Bon, bon, bon. J'vais finir par l'admettre. Si je me sens aussi impuissante, face à la situation avec Robin, c'est parce que Tarabas n'est plus là. Parce que Tarabas, il aurait pu parler à Robin, lui. On aurait trouvé une solution ensemble.

Tarabas manque à ma vie. Tarabas manque à ma peau. Tarabas manque à mes projets. Tarabas manque à l'air que je respire.

Je suis dans un état de fatigue extrême, j'ai des nausées, j'ai des haut-le-cœur à la moindre odeur, j'ai la poitrine douloureuse au point où le port du soutien-gorge est devenu insupportable, je n'ai pas mes règles depuis plus de deux mois.
Et je ne suis pas enceinte. Tu penses bien, j'ai vérifié. Plutôt deux fois qu'une. Bonjour, je voudrais faire un dosage de béta-hCG. Non, je n'ai pas d'ordonnance. Non, je n'ai pas de médecin traitant. Et non, si je suis enceinte, je n'ai pas envie de « faire suivre ma grossesse ». Je veux juste que tu prennes mon sang et mes sous et que tu me dises si oui ou non j'ai un bulbe d'être humain planté dans mon utérus. Merci, au revoir.
C'est non, donc. Génial, mon corps me fait une blague. Mon corps a un humour un peu limite, j'trouve. Surtout que c'est pas parce que j'ai lu le papier du labo qu'il a cessé son cirque. Hey ! On ne t'a jamais dit que les blagues les plus courtes étaient les meilleures ?

Voilà. Après avoir braillé à qui voulait l'entendre que je gérais la sortie de ma vie de Tarabas. Mon corps somatise. C'est pas comme si c'était nouveau. Mais d'habitude, j'ai le dos bloqué. Je préférais avoir le dos bloqué. Ça ne ferait pas des nœuds dans mon cerveau. Je n'aurais pas besoin de me poser des questions qui ne servent à rien. Sinon à me faire souffrir et à m'embrouiller encore plus. Oui, je suis sûre de ne pas vouloir d'enfant. Et je suis sûre de ne pas en vouloir avec Tarabas. Parce que ce n'est pas un caprice.
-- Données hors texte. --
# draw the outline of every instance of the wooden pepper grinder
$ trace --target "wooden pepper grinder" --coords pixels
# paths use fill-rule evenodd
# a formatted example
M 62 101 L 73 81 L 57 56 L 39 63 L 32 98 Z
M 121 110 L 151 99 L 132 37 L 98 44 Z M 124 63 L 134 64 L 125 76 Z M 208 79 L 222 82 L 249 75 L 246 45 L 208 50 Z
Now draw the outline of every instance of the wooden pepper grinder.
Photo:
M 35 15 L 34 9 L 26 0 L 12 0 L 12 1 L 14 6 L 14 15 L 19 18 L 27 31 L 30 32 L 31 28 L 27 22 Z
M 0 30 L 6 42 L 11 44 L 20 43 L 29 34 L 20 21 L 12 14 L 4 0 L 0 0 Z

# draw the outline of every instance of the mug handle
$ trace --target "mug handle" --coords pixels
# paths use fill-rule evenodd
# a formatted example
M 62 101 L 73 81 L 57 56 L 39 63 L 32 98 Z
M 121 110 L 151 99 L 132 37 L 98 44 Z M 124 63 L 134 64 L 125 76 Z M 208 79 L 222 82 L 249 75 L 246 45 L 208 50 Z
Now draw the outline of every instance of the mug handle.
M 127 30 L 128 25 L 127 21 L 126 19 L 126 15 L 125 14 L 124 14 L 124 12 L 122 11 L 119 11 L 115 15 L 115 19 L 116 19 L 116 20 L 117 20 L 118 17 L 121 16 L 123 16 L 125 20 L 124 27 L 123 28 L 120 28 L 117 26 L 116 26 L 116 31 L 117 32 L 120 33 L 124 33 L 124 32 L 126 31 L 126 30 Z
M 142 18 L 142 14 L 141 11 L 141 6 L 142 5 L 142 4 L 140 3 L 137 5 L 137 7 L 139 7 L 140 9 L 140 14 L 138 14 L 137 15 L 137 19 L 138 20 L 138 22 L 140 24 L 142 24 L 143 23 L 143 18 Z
Parce que je sais exactement pourquoi j'ai pris cette décision, et que chaque jour qui passe me conforte un peu plus. Ce serait beaucoup plus simple pour moi d'en faire un. Vraiment beaucoup plus simple. Sauf que. La facilité n'est pas une option envisageable lorsqu'elle a des conséquences sur un être qui n'a pas demandé à vivre. Et que moi, si on m'avait donné le choix, j'aurais refusé qu'on me mette au monde.

Donc, non. En parler à Tarabas n'est pas une solution. Parce que je suis capable d'anticiper sa réaction. Et que ça ne nous mènera à rien. Ni lui, ni moi.

Il n'y a plus qu'à me montrer assez convaincante pour que mon corps arrête de faire son intéressant. Et faire une cure de magnésium. Parce j'crois que j'ai épuisé toutes mes réserves, à coups de stress et de fatigue. Les crampes de la mâchoire, ça fait vachement mal.